Algorithms always depend on the input. We saw that general purpose sorting algorithms as insertion sort, bubble sort and quicksort can be very efficient in some cases and inefficient in other. Indeed insertion and bubble sort are considered slow, with best-case complexity of O(n2), but they are quite effective when the input is fairly sorted. Thus when you have a sorted array and you add some “new” values to the array you can sort it quite effectively with insertion sort. On the other hand quicksort is considered one of the best general purpose sorting algorithms, but while it’s a great algorithm when the data is randomized it’s practically as slow as bubble sort when the input is almost or fully sorted.

Now we see that depending on the input algorithms may be effective or not. For almost sorted input insertion sort may be preferred instead of quicksort, which in general is a faster algorithm.

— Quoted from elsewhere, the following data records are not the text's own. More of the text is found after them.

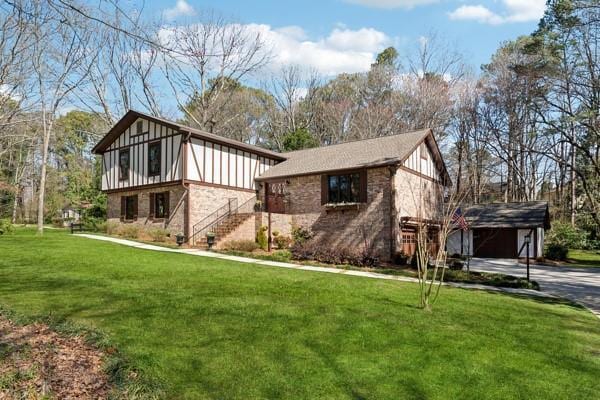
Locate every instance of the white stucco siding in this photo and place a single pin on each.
(224, 165)
(421, 161)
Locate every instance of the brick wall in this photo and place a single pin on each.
(174, 224)
(247, 230)
(207, 199)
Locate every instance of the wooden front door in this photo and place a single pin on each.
(495, 243)
(409, 241)
(275, 197)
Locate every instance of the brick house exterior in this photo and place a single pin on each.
(348, 195)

Just because the input is so important for an algorithm efficiency we may ask are there any sorting algorithms that are faster than O(n.log(n)), which is the average-case complexity for merge sort and quicksort. And the answer is yes there are faster, linear complexity algorithms, that can sort data faster than quicksort, merge sort and heapsort. But there are some constraints!

Everything sounds great but the thing is that we can’t sort any particular data with linear complexity, so the question is what rules the input must follow in order to be sorted in linear time.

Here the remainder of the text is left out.